My concern is that by referring users to resources and services via HTTP
rather than HTTPS, we are encouraging users to leak more personal
information (reading habits, location, language settings, etc) to third
These third parties include our networking providers, our hosting
providers, our content providers, the next person who uses the users'
public computer, etc., etc.
HTTPS protects in multiple ways. Firstly it protects the data 'on the
wire' (but that is rarely a problem in practice). Secondly HTTPS
protects from web caching attacks. Thirdly the fact that a connection is
HTTPS causes almost all tools and applications to use a more secure set
of options and preferences, covering everything from cookie handling, to
not remembering passwords, not storing local caches, using shorter
timeouts, etc. This last category is where the real protection is.
There are lots of privacy breaches that HTTPS won't deter (a thorough
compromise of the users' machine, a thorough compromise of the content
provider's machine, etc.), but it raises the bar and protects against a
significant number of breaches that become impossible or much, much
harder / less likely.
My understanding is that that HTTPS and EzProxy can potentially protect
readers identity very effectively (assuming the library systems are
secure and no one turns up with a warrant).
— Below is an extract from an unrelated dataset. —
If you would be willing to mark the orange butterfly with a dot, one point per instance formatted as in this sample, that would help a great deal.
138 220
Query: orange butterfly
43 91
> And having just read the Freedom to Read Statement, this issue has no
> bearing on it. Freedom to Read is about accessibility to materials, not
> privacy. While no doubt there is some statement somewhere about that,
> Freedom to Read is a statement about diversity of materials and not the
> ability to read them without anyone knowing about it.
If materials are only available at the cost of personal privacy, are
they really available? In repressive regimes all across the world people
are actively discriminated against (or worse) for read the wrong book,
being in the wrong place or communicating in the wrong language.
How many of us live in countries where currently (or in living memory)
people are been derided for speaking a non-English language?